[ExI] Fwd: Space governance
Anton Sherwood
bronto at pobox.com
Sun Sep 27 08:38:41 UTC 2020
On 2020-9-27 00:10, Ben Zaiboc via extropy-chat wrote:
> I'm envisaging a situation where your mind is running in a substrate
> that only occupies a few cubic millimetres, and needs substantially
> less energy than a human brain (this is not a superintelligent mind,
> just human-equivalent). Whether or not you also control robotic
> bodies (which could be any size), you'll still have access to virtual
> worlds, so you'd be able to live in both the 'physical world' and
> whatever virtual worlds you choose, in whatever combinations you
> choose (e.g. various flavours of augmented reality, etc.
We're on the same page, but: if we make a bar-chart of people according
to how they divide their time between the virtual and the physical, I
imagine it as lower in the middle and I guess you imagine the opposite.

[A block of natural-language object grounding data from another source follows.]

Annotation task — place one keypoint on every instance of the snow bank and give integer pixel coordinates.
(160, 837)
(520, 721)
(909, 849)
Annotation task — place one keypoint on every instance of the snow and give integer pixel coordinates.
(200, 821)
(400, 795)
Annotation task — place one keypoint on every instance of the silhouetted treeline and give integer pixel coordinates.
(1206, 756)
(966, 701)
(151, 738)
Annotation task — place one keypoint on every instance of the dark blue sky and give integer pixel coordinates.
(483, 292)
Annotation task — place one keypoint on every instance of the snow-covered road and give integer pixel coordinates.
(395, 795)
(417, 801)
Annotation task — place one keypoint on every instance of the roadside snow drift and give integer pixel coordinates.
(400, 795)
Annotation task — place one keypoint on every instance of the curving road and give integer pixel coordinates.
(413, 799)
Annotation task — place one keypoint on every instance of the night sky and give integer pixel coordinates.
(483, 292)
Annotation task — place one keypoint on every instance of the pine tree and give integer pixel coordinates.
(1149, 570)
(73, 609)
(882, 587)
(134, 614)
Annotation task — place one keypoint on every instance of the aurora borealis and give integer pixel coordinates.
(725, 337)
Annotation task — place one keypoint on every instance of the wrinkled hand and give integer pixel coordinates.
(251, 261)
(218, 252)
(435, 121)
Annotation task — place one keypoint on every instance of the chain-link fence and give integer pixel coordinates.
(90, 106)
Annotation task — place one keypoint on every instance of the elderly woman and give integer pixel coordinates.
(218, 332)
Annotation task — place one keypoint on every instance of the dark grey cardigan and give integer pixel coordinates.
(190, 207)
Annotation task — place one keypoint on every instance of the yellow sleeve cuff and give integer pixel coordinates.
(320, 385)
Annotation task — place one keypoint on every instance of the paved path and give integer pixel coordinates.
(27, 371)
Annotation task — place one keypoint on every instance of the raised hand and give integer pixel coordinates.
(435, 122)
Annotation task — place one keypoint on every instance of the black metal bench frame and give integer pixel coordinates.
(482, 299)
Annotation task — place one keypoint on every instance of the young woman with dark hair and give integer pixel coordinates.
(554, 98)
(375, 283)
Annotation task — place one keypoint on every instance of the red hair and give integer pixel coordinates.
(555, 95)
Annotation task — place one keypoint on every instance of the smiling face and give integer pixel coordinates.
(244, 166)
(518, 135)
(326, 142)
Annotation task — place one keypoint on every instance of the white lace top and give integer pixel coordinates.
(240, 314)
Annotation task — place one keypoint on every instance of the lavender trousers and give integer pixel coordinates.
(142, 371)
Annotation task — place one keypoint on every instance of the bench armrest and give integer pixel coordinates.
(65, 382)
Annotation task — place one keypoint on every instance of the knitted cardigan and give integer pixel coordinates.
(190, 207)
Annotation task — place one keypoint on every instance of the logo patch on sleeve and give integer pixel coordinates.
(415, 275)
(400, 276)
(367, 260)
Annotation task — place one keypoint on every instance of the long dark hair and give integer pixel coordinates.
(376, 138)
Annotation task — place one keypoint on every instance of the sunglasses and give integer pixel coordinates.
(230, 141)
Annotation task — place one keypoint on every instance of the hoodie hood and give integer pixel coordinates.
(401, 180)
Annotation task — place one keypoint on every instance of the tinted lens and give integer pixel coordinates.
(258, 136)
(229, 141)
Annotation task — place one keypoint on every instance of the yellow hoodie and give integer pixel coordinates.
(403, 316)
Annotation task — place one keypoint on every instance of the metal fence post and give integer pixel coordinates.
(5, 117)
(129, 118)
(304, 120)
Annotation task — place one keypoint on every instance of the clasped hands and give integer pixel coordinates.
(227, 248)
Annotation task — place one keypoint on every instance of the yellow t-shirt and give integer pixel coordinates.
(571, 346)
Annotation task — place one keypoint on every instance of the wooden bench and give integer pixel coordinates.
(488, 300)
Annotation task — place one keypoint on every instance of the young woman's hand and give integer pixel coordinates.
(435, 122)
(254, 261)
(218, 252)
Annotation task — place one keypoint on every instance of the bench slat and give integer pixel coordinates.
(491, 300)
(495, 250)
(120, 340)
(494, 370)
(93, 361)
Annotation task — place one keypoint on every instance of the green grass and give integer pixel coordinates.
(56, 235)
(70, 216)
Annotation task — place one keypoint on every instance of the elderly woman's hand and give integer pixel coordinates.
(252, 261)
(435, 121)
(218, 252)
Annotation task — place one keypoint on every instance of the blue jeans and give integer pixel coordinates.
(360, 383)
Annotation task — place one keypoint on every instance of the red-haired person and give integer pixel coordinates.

> You could really blur the distinction between 'virtual' and 'real'
> until it was pretty much meaningless. [....])
Somehow that gives me the creeps. Can the uncanny valley effect be
triggered by imagining an abstraction??
> That awful film "Valerian and the city of a thousand planets" gives a
> partial glimpse of what I mean).
Too bad I won't see it, then :/
> I expect this to be true of all uploads, whether they stay on earth
> or not.
In Egan's «Diaspora» there is a sharp division between the fleshers,
living on Earth as moderately enhanced mammals; the "polis citizens",
software on big computers buried in permafrost; and the "gleisner
robots", who are mobile and live on the Moon and beyond.
A former gleisner, who immigrated to the polis that is the principal
setting, shows a polis native something interesting in sixteen
dimensions. The native asks, "How did a gleisner conceive of this?"
The immigrant replies, "Why do you think I immigrated?"
A polis can be anywhere, but they are all on Earth (with backups
scattered about the System). Presumably they enjoy proximity for speed
of communication; and on Earth they have protection against solar
weather, I guess.
> Anton, would you please set your replies up so they don't CC me as
> well as posting to the list? I don't need both. Thanks.
Ah, old habit. I'm on a couple of other lists -- one of which was, for
a bunch of years, the most voluminous of my collective penpals -- that
(a) do not set Reply-To and (b) do not send to addresses listed
explicitly in the headers, so the redundancy is harmless.